The topic of this workshop is Bivariate regression - a very simple mathematical model, a line. We will go from the basics of bivariate regression in R to model inference and assumption checking. In the first hour we cover the basic with made up data and in the second hour we progress to the real life data.
This file is an R Markdown Notebook. When you execute code within the notebook, the results appear beneath the code. By using this format you can be introduced to the code with annotations and run sets of the code yourself. All of the code can run by pressing the play button above each cell, or clicking on options under the run button. You can also copy and paste the code into another file or the console.
We need some data. We will use fictional data.
Let us imagine we are interested on the influence of drinks consumed in our local drinking establishment. In particular, how does the amount of substances in drinks influence arcade game performance? We choose to do 3 studies looking at the influence of different amounts of 3 substances: artificial sweetner, alcohol and caffeine.
Our methodology for each substance is to:
Let us clear our R enviroment
rm(list=ls())
and create a data frame for each of our data sets. Each data frame is given fake data for model fitting purposes.
df.sweetner <- data.frame(sweetner = seq(10,100,10), score = c(50, 45, 55, 58, 55, 51, 59, 60, 50, 55))
df.alcohol <- data.frame(alcohol = seq(10,100,10), score = c(50, 48, 50, 35, 28, 30, 20, 21, 20, 2))
df.caffeine <- data.frame(caffeine = seq(10,100,10), score = c(42, 55, 60, 70, 68, 75, 78, 60, 50, 30))
We have a predictor (the substance amount) and an outcome (arcade game score) in each data set. These data appear perfect to fit a bivariate regression - a straight line model with one predictor and one outcome.
James will show you how to do this with the alcohol data set. Your task at the end of the demonstration is to try and fit a model to either the sweetner or caffeine data sets.
What does our data set look like? One way to see this is to print out the values.
df.alcohol
What do you notice about the impact of alcohol on score? Is there a relationship between the predictor and the outcome?
Perhaps a plot will make this clearer?
plot(df.alcohol)
We can describe the relationship between alcohol and score with a straight line! Technically this line is a linear model. The equation for this line is:
\[ score_i = \alpha + \beta \cdot alcohol_i + \epsilon \]

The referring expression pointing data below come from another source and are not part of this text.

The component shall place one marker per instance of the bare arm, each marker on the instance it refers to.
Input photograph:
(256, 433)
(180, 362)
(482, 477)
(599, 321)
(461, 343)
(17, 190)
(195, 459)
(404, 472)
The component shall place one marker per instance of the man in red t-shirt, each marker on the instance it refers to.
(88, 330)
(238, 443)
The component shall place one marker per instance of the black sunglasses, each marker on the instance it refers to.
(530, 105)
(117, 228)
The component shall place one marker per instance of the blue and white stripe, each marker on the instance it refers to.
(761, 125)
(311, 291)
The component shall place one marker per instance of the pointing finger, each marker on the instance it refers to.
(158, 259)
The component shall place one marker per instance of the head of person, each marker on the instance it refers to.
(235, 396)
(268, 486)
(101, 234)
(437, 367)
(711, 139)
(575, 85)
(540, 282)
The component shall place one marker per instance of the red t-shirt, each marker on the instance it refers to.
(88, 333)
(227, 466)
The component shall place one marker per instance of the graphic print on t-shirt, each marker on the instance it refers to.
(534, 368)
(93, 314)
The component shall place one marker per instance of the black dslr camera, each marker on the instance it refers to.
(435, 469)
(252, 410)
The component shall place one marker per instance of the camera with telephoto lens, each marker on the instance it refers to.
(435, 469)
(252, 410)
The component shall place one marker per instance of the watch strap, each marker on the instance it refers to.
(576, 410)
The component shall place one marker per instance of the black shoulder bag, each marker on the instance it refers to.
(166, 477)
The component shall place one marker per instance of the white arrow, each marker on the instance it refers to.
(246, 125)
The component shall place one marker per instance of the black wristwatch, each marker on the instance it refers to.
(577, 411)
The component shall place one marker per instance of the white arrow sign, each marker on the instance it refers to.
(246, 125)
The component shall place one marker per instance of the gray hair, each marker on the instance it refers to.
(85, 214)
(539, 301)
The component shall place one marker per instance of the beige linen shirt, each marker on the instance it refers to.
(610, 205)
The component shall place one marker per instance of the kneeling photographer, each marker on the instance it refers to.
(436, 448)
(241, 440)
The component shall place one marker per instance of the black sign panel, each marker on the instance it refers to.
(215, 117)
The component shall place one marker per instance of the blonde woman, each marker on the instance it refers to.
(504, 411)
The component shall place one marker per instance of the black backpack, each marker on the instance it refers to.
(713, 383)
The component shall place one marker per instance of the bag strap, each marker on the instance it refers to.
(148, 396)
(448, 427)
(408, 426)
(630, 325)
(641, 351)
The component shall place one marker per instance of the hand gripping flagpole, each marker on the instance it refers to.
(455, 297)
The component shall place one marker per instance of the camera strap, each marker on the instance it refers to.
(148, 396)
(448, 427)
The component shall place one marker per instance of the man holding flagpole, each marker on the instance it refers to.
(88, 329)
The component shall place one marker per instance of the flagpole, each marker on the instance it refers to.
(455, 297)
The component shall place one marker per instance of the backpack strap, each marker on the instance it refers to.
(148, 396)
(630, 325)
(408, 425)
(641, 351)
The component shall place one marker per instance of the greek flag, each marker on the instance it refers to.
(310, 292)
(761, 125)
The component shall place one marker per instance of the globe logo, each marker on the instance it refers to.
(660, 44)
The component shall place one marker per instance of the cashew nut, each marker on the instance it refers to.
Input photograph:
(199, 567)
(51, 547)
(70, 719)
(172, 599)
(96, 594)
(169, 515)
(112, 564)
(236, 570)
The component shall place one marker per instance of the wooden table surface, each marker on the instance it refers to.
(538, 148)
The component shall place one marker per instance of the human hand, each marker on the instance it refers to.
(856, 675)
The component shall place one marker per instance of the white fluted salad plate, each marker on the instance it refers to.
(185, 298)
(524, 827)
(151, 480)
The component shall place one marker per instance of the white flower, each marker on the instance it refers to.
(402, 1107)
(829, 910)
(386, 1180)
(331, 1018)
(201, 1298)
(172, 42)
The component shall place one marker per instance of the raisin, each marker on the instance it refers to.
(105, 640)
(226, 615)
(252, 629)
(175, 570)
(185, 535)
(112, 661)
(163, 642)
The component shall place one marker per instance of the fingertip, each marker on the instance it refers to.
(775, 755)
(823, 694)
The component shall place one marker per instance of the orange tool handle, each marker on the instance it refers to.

This equation may look daunting but stick with it. The equation is to predict the value of score using an intercept (alpha), some random error (epsilon) and the corresponding value of alcohol multiplied by a value we call beta. It is up to R to find the straight line which gets as close to all the points as possible.
We use a function called lm (linear model) to find the line which goes through the data.
m1 <- lm(formula = score~alcohol, data = df.alcohol)
An easy way to see this model is on a plot.
plot(df.alcohol$alcohol, df.alcohol$score)
abline(m1)
R did a good job! The line goes through most of the data.
But how does this relate to the equation you saw earlier? Has R figured out the value of the intercept (start of the line) and the coefficient for alcohol (value to multiply alcohol by)?
print(m1)
##
## Call:
## lm(formula = score ~ alcohol, data = df.alcohol)
##
## Coefficients:
## (Intercept) alcohol
## 57.6000 -0.4945
Printing out m1 tells us the values R chose (the coefficients). The intercept is 57.6 and the coefficient for alcohol is -0.4945. Going back to the equation above, we can calculate a predicted score by multiplying a value of alcohol by -0.4945 and adding the intercept value.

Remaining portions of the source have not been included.